With over a billion users worldwide, the world’s most popular messaging service WhatsApp will stop running on millions of Smartphones by the end of 2016. Only if their users upgrade their old Smartphones’ operating software or upgrade to newer Smartphones, will this be avoided.
In February, WhatsApp announced it would end support for older Smartphone operating systems by the end of the year, as the Facebook-owned messaging giant was phasing out compatibility with older Smartphones in a technology upgrade aimed at expanding its features in 2017.
— Olivia Le Poidevin (@LivvyLepoids) December 2, 2016
In an official blogpost, a WhatsApp spokesperson stated:
“As we look ahead to our next seven years, we want to focus our efforts on the mobile platforms the vast majority of people use. So, by the end of 2016, we will be ending support for WhatsApp Messenger on some mobile platforms. While these mobile devices have been an important part of our story, they don’t offer the kind of capabilities we need to expand our app’s features in the future.

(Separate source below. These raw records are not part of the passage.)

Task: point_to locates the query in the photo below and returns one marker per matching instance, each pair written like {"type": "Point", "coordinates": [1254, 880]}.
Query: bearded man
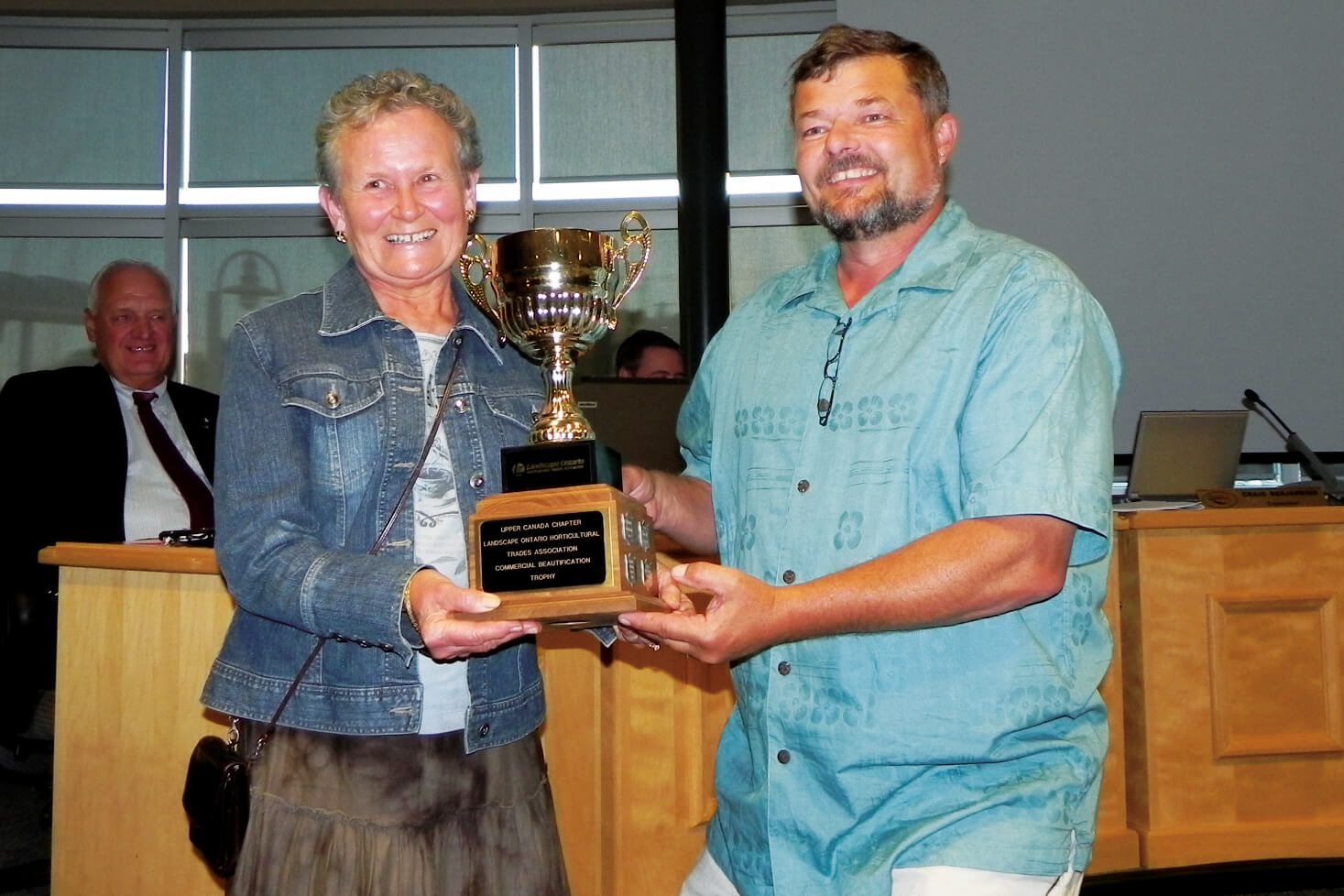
{"type": "Point", "coordinates": [902, 453]}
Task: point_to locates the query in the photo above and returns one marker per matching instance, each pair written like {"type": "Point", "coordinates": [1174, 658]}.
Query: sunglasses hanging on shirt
{"type": "Point", "coordinates": [831, 372]}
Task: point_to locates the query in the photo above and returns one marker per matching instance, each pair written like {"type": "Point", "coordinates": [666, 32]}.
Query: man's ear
{"type": "Point", "coordinates": [331, 207]}
{"type": "Point", "coordinates": [945, 136]}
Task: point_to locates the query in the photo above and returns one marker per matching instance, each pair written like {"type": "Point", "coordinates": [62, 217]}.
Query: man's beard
{"type": "Point", "coordinates": [882, 215]}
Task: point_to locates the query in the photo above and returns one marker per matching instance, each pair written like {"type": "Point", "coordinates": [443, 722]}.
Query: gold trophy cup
{"type": "Point", "coordinates": [562, 543]}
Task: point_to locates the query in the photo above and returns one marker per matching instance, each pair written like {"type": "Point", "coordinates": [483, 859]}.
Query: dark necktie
{"type": "Point", "coordinates": [199, 500]}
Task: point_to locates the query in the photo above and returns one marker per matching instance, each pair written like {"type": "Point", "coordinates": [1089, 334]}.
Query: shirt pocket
{"type": "Point", "coordinates": [344, 432]}
{"type": "Point", "coordinates": [511, 415]}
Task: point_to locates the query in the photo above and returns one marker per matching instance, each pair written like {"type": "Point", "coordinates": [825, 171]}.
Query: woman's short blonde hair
{"type": "Point", "coordinates": [370, 97]}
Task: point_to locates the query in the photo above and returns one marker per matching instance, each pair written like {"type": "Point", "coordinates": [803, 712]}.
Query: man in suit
{"type": "Point", "coordinates": [650, 355]}
{"type": "Point", "coordinates": [80, 466]}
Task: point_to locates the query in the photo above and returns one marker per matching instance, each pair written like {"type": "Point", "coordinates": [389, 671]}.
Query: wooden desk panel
{"type": "Point", "coordinates": [132, 654]}
{"type": "Point", "coordinates": [1234, 683]}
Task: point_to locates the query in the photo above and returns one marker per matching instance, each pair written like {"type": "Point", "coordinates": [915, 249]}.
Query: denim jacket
{"type": "Point", "coordinates": [322, 422]}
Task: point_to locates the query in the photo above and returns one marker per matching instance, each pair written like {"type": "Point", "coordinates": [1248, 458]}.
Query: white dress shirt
{"type": "Point", "coordinates": [153, 503]}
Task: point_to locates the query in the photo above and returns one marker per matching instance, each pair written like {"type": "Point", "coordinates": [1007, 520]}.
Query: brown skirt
{"type": "Point", "coordinates": [398, 815]}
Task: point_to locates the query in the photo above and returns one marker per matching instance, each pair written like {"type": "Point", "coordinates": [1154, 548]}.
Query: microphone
{"type": "Point", "coordinates": [1295, 445]}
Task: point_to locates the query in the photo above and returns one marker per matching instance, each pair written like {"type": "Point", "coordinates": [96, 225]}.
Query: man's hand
{"type": "Point", "coordinates": [681, 507]}
{"type": "Point", "coordinates": [443, 616]}
{"type": "Point", "coordinates": [739, 618]}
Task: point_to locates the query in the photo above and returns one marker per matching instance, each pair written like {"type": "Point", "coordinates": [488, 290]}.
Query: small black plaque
{"type": "Point", "coordinates": [550, 551]}
{"type": "Point", "coordinates": [560, 464]}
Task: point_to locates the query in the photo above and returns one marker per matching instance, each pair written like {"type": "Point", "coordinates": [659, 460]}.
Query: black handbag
{"type": "Point", "coordinates": [216, 801]}
{"type": "Point", "coordinates": [216, 795]}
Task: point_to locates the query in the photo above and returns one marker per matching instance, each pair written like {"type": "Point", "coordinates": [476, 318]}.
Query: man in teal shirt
{"type": "Point", "coordinates": [902, 453]}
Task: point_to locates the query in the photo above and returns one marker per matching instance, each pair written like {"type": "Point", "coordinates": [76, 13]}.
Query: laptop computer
{"type": "Point", "coordinates": [1177, 453]}
{"type": "Point", "coordinates": [638, 418]}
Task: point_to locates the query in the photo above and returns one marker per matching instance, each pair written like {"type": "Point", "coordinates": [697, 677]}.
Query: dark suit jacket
{"type": "Point", "coordinates": [63, 461]}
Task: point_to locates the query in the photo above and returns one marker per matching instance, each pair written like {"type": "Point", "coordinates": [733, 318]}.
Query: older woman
{"type": "Point", "coordinates": [408, 760]}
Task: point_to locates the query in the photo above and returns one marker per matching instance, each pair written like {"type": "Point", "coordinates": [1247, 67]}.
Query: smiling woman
{"type": "Point", "coordinates": [403, 201]}
{"type": "Point", "coordinates": [409, 760]}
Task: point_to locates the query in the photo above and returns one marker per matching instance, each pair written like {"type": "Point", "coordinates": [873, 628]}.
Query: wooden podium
{"type": "Point", "coordinates": [629, 738]}
{"type": "Point", "coordinates": [1231, 628]}
{"type": "Point", "coordinates": [1226, 703]}
{"type": "Point", "coordinates": [137, 628]}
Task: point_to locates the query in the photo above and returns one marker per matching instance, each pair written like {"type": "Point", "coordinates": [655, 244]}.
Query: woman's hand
{"type": "Point", "coordinates": [443, 616]}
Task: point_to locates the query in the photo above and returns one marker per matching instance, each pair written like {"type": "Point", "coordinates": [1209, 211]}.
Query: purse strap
{"type": "Point", "coordinates": [379, 543]}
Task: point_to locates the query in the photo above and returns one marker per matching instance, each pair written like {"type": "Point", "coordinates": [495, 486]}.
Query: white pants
{"type": "Point", "coordinates": [707, 879]}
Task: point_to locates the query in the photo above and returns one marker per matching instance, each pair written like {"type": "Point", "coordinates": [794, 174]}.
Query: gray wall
{"type": "Point", "coordinates": [1185, 158]}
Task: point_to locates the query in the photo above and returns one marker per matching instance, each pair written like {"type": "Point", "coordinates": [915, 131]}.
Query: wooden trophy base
{"type": "Point", "coordinates": [570, 558]}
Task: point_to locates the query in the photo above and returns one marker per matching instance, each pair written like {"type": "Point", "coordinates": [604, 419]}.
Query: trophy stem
{"type": "Point", "coordinates": [561, 420]}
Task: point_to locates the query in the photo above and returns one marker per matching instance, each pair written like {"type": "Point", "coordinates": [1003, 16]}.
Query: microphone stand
{"type": "Point", "coordinates": [1295, 443]}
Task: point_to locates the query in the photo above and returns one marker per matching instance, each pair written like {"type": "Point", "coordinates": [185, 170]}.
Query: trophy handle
{"type": "Point", "coordinates": [476, 290]}
{"type": "Point", "coordinates": [633, 268]}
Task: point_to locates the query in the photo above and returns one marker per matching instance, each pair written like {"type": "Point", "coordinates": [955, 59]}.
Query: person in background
{"type": "Point", "coordinates": [82, 466]}
{"type": "Point", "coordinates": [902, 452]}
{"type": "Point", "coordinates": [408, 762]}
{"type": "Point", "coordinates": [648, 354]}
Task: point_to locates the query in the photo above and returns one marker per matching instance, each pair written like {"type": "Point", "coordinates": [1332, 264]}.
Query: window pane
{"type": "Point", "coordinates": [43, 293]}
{"type": "Point", "coordinates": [253, 112]}
{"type": "Point", "coordinates": [607, 110]}
{"type": "Point", "coordinates": [111, 126]}
{"type": "Point", "coordinates": [759, 253]}
{"type": "Point", "coordinates": [232, 277]}
{"type": "Point", "coordinates": [759, 132]}
{"type": "Point", "coordinates": [653, 304]}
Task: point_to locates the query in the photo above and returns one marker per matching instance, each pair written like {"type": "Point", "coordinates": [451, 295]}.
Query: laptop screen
{"type": "Point", "coordinates": [1177, 453]}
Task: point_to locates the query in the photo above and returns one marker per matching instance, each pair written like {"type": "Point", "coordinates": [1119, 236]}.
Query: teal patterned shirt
{"type": "Point", "coordinates": [976, 380]}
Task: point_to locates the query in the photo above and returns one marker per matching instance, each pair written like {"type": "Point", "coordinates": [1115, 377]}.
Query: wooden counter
{"type": "Point", "coordinates": [1226, 712]}
{"type": "Point", "coordinates": [1231, 625]}
{"type": "Point", "coordinates": [629, 738]}
{"type": "Point", "coordinates": [138, 627]}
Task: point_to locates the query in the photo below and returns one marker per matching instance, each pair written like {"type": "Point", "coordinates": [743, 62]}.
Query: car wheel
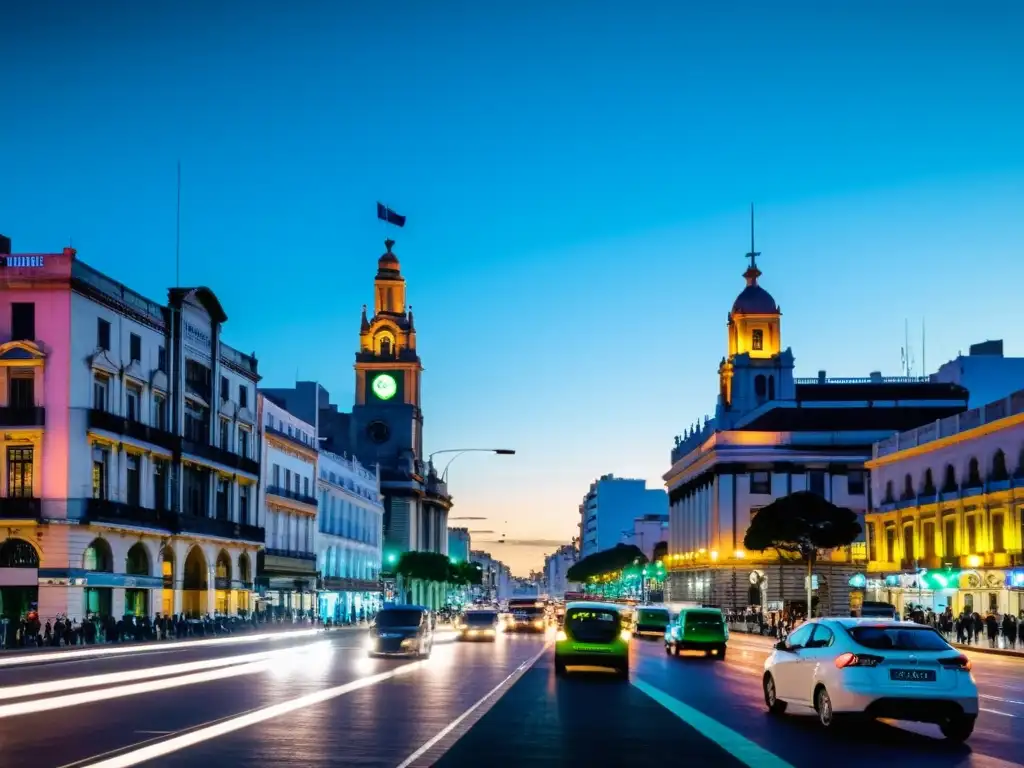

“This was a tough decision for us to make, but the right one in order to give people better ways to keep in touch with friends, family, and loved ones using WhatsApp. If you use one of these affected mobile devices, we recommend upgrading to a newer Android, iPhone, or Windows Phone before the end of 2016 to continue using WhatsApp.”
— Audrey Chiweshenga (@audychiwy) December 5, 2016
Mobile platforms that will not be able to run WhatsApp in 2017 include Android 2.1 and Android 2.2, Windows Phone 7, and iPhone 3GS/ iOS 6. Any iPhone 4, 4S, or 5 that has not been updated to iOS 10 – Apple’s new operating system software for iPhone and iPad – would also not support WhatsApp. However, WhatsApp is extending support for BlackBerry OS, BlackBerry 10, Nokia S40, and Nokia Symbian S60 until June 30, 2017.
WhatsApp has already started adding a slew of new features to its application. Video calling and animated GIFs were launched last month on iPhone, Android and Windows phone devices. New camera features were added, so the users could place emoji stickers or draw photos, and attach videos to chats. WhatsApp already provides end-to-end 256-bit encryption for all its messages, but it recently added two-step verification to provide an extra layer of security to curb identity theft.